English language... 'Anglo-Frisian' or 'West Germanic'?

Is English rather an 'Anglo-Frisian' or a 'West Germanic' language?

  • Anglo-Frisian

    Votes: 13 48.1%
  • West Germanic

    Votes: 8 29.6%
  • other

    Votes: 6 22.2%

  • Total voters
    27
Jul 2011
579
western Europe
#1
English is often traditionally regarded as either:

- an Anglo-Frisian language
- a West Germanic language


both terms are valid:

English: Anglic<<Anglo-Frisian<<Ingvaeonic<<West Germanic<<Germanic<<IE


Yet, which is the more pragmatic, relevant definition?

i.e. Should the English language preferably be qualified as an 'Anglo-Frisian' or a 'West Germanic' language?

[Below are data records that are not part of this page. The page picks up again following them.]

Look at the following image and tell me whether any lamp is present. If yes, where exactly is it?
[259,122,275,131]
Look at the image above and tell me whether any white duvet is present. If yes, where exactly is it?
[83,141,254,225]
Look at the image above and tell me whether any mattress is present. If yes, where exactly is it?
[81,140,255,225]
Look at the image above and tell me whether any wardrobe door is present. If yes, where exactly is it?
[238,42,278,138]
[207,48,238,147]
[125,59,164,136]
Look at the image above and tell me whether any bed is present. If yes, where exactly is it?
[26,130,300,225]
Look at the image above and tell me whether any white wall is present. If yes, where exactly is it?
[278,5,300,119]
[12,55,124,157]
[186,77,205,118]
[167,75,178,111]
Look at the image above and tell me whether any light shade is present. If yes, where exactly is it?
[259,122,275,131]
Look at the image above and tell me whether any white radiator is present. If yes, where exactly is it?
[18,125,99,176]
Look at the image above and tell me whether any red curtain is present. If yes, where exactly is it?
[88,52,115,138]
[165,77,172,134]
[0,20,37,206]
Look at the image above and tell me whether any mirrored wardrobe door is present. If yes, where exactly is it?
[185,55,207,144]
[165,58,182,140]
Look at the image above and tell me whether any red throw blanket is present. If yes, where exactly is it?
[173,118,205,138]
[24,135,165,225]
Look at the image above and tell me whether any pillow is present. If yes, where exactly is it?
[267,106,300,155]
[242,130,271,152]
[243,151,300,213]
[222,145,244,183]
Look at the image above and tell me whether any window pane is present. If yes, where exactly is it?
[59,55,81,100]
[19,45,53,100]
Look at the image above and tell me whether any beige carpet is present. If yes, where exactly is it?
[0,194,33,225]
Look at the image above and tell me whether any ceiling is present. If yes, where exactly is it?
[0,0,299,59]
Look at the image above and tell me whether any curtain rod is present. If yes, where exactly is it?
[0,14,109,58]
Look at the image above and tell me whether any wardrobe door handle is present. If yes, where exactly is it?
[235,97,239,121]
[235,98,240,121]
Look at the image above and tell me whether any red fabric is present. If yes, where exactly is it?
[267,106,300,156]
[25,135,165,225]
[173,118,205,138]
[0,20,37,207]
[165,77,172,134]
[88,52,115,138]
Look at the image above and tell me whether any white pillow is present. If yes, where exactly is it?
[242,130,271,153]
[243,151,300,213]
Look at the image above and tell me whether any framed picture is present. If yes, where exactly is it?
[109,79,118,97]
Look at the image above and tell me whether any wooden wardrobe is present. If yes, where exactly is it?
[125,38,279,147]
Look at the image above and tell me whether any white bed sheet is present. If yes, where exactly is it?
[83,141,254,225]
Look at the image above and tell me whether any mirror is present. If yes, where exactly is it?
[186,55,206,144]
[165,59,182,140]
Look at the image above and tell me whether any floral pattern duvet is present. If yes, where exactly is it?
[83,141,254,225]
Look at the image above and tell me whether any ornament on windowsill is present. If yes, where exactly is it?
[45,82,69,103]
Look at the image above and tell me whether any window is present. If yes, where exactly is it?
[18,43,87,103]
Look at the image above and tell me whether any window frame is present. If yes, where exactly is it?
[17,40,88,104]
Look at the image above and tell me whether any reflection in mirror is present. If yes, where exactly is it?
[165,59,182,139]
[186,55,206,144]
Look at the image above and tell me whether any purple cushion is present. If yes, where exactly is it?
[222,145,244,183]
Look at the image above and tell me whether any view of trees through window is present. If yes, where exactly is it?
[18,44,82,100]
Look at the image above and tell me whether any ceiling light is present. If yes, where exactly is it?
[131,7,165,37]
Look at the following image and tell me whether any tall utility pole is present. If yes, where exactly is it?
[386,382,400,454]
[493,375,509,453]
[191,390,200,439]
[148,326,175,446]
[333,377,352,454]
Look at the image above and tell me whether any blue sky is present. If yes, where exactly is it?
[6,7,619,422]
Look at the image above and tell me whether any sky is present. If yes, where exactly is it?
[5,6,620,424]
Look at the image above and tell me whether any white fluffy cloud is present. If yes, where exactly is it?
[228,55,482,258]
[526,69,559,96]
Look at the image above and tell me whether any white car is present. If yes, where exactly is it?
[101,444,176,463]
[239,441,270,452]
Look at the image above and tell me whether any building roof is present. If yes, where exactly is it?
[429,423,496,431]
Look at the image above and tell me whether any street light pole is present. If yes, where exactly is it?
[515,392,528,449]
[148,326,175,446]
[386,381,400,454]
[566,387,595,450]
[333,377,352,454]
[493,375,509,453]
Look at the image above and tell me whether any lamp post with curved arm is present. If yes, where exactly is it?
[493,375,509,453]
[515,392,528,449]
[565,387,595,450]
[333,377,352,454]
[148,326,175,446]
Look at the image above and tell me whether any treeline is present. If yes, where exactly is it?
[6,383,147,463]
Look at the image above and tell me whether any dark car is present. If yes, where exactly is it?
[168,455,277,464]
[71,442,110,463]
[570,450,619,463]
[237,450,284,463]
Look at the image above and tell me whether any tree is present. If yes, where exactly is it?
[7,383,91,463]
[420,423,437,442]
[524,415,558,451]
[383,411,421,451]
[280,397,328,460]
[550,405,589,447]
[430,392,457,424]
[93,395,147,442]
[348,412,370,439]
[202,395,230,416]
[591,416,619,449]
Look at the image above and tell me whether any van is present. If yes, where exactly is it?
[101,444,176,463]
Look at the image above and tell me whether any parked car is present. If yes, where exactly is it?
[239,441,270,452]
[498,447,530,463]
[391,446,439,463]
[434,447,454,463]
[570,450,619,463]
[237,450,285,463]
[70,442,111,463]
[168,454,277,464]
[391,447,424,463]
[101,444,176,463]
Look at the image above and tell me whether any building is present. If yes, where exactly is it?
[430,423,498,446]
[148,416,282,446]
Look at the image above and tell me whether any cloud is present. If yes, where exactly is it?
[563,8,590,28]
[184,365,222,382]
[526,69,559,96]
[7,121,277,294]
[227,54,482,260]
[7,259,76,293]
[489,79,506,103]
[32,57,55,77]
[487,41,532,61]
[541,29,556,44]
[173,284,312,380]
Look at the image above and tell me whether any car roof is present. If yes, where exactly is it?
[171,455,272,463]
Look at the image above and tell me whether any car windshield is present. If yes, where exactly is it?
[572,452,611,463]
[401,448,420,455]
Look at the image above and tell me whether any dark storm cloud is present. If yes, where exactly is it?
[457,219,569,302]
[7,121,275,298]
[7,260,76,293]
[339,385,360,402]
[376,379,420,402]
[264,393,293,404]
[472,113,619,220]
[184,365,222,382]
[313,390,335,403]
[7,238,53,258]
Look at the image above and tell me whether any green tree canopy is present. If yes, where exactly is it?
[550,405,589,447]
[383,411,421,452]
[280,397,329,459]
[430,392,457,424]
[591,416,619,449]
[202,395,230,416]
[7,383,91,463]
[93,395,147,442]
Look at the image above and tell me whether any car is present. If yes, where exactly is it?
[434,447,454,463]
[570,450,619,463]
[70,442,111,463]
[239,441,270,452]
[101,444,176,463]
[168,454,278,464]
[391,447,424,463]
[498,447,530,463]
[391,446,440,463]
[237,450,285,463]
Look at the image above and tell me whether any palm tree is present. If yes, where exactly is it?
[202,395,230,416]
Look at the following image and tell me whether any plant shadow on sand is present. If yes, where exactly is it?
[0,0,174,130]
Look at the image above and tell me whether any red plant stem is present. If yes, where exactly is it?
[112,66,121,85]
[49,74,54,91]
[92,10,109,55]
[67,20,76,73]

IMO, 'Anglo-Frisian' should be chosen - for two main reasons:

- Anglo-Frisian languages have many unique linguistic features compared to other Germanic languages (having drifted the farthest away from proto-Germanic), as well as compared to other 'West Germanic' languages

- the existence of a proto-West Germanic language is poorly attested, therefore the validity of the notion of 'West Germanic language' is dubious


...but what is your opinion?
 
Last edited:

AlpinLuke

Ad Honoris
Oct 2011
25,880
Italy, Lago Maggiore
#3
I elaborate:

the Angles were a Germanic people ...
the Frisians were a Germanic people ...

Any "Anglo-Frisian" language is Germanic. Period.
 

Shtajerc

Ad Honorem
Jul 2014
6,520
Lower Styria, Slovenia
#4
I elaborate:

the Angles were a Germanic people ...
the Frisians were a Germanic people ...

Any "Anglo-Frisian" language is Germanic. Period.
Sure, but some language families have subdivisions. Like f.ex. Slavic languages part in East, West and South Slavic languages, South Slavic has further two sub groups (Western South Slavic and Eastern South Slavic) and in the end you have separate families. That doesn't make any of them less Slavic. Same for Germanic languages. I don't know in what group the Scandinavian languages are, East Germanic are all extinct, West Germanic are then German, Frisian, Dutch, etc. Since Frisian is supposed to be the closest language to English, I see no problem in grouping them together in an "Anglo-Frisian" group inside Western Germanic languages, just as you have Kashubian and Polish in the Lechitic group of West Slavic languages. It just depends how specific one wants to get, at least I think. Might as well be wrong, wouldn't be the first time. :)
 
Jun 2015
5,681
UK
#5
Since when was this in contention?

It's both.

To classify English and Scots as sister languages (thoough imho both are dialects of either other, and not Scots OF English), then:

- Germanic
- West Germanic
- Invagoenic
- Anglo-Frisian
- Anglic/English languages
- Modern English/Scots

German and Dutch are both West Germanic too, but fall into different branches.
 
Jul 2011
579
western Europe
#6
^Dutch is a West Germanic language, i.e. geographically and linguistically

English, in relation to Dutch and other franconian languages, is very different and did not originate in the same area... hence to designate it as ingvaeonic or Anglo-Frisian is more appropriate than "West Germanic"
 

Shtajerc

Ad Honorem
Jul 2014
6,520
Lower Styria, Slovenia
#7
^Dutch is a West Germanic language, i.e. geographically and linguistically

English, in relation to Dutch and other franconian languages, is very different and did not originate in the same area... hence to designate it as ingvaeonic or Anglo-Frisian is more appropriate than "West Germanic"
It is not more appropriate, only more narrow.
 
Jun 2015
5,681
UK
#9
^Dutch is a West Germanic language, i.e. geographically and linguistically

English, in relation to Dutch and other franconian languages, is very different and did not originate in the same area... hence to designate it as ingvaeonic or Anglo-Frisian is more appropriate than "West Germanic"
https://en.wikipedia.org/wiki/West_Germanic_languages

It's an actual linguistic concept. Anglo-Frisian is a subset of West Germanic.